Texas can't legally secede from the U.S., despite popular myth
Historical and legal precedents make it clear that Texas could not leave the Union — at least not legally.
Every few months, the question seems to come up: If Texas wanted to, could it secede from the United States?
Simply put, the answer is no. Historical and legal precedents make it clear that Texas could not leave the Union — at least not legally.
The idea is most often raised by conservatives in the state who are angry over some kind of policy coming from the federal government — and the calls seem to become more frequent when a Democrat is occupying the White House. State Rep. Kyle Biedermann, R-Fredericksburg, filed a bill Tuesday to create a referendum election on whether Texans should create a joint legislative committee “to develop a plan for achieving Texas independence.”
“It is now time that the People of Texas are allowed the right to decide their own future,” he said in a statement announcing the legislation.
The bill doesn’t appear to have much of a chance.

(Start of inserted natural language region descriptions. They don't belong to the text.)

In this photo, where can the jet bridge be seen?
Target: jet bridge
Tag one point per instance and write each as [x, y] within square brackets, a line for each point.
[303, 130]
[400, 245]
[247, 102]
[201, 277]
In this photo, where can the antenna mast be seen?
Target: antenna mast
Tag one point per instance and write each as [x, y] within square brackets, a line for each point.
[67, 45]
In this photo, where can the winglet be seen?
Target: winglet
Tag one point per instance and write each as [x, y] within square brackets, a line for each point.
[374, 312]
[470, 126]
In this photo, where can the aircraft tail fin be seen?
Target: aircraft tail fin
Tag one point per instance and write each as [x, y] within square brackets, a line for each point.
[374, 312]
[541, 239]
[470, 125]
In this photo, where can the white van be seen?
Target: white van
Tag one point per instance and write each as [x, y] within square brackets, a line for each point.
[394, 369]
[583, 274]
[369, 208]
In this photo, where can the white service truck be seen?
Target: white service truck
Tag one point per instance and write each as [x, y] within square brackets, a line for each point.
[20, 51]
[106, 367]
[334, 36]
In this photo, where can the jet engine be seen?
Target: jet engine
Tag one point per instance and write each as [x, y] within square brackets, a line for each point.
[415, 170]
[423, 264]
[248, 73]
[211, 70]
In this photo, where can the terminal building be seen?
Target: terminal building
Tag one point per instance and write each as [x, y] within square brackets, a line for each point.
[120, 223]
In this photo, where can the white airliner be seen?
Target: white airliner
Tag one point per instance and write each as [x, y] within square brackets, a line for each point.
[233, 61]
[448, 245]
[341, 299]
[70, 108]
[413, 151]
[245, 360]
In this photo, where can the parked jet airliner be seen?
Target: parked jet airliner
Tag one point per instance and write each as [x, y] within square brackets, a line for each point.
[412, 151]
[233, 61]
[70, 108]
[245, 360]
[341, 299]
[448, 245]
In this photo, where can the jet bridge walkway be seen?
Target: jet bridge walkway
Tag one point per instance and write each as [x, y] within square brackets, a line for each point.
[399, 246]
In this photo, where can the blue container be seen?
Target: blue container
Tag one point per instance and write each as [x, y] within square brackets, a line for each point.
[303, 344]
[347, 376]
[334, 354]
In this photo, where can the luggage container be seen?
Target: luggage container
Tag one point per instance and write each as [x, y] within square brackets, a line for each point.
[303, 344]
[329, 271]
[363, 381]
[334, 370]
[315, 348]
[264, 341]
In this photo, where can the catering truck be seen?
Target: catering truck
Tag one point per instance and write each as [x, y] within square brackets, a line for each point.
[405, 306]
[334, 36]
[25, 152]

And even if it did, experts say, Texas can’t just secede.
“The legality of seceding is problematic,” Eric McDaniel, associate professor of government at the University of Texas at Austin, told The Texas Tribune in 2016. “The Civil War played a very big role in establishing the power of the federal government and cementing that the federal government has the final say in these issues.”
Many historians believe that when the Confederacy surrendered at Appomattox in 1865, the idea of secession was also defeated, McDaniel said. The Union’s victory set a precedent that states could not legally secede.
Some have pointed to Britain’s 2016 vote to leave the European Union as an example. But it’s important to note that the European Union is a loose association of compound states with preexisting protocols for a nation to exit. In contrast, the U.S. Constitution contains procedures for admitting new states into the nation, but none for a state to leave.
Yet the myth that Texas can easily secede persists, in part, because of the state’s history of independence.
Texas declared independence from Mexico in 1836 and spent the next nine years as its own nation. While the young country’s leaders first expressed interest in becoming a state in 1836, the Republic of Texas did not join the United States until 1845, when Congress approved the Joint Resolution for Annexing Texas to the United States.
This resolution, which stipulated that Texas could, in the future, choose to divide itself into “New States of convenient size not exceeding four in number, in addition to said State of Texas” is often a cause of confusion about the state’s ability to secede. But the language of the resolution is clear: Texas can split itself into five new states. It says nothing of splitting apart from the United States.
In the years after Texas joined the United States, tensions over slavery and states’ rights mounted. A state convention in 1861 voted 166-8 in favor of secession — a measure that was then ratified by a popular vote, making Texas the seventh state to secede from the Union.
After the Civil War, Texas was readmitted to the Union in 1870.
Yet even before Texas formally rejoined the nation, the U.S. Supreme Court declared that secession was not legal, and thus, even during the rebellion, Texas continued to be a state. In the 1869 case Texas v. White, the court held that individual states could not unilaterally secede from the Union and that the acts of the insurgent Texas Legislature — even if ratified by a majority of Texans — were “absolutely null.”
If there were any doubt remaining after that, late Supreme Court Justice Antonin Scalia set it to rest more than a century later with his response to a letter from a screenwriter in 2006 asking if there is a legal basis for secession.
“The answer is clear,” Scalia wrote. “If there was any constitutional issue resolved by the Civil War, it is that there is no right to secede. (Hence, in the Pledge of Allegiance, ‘one Nation, indivisible.’)”
Matthew Watkins contributed reporting.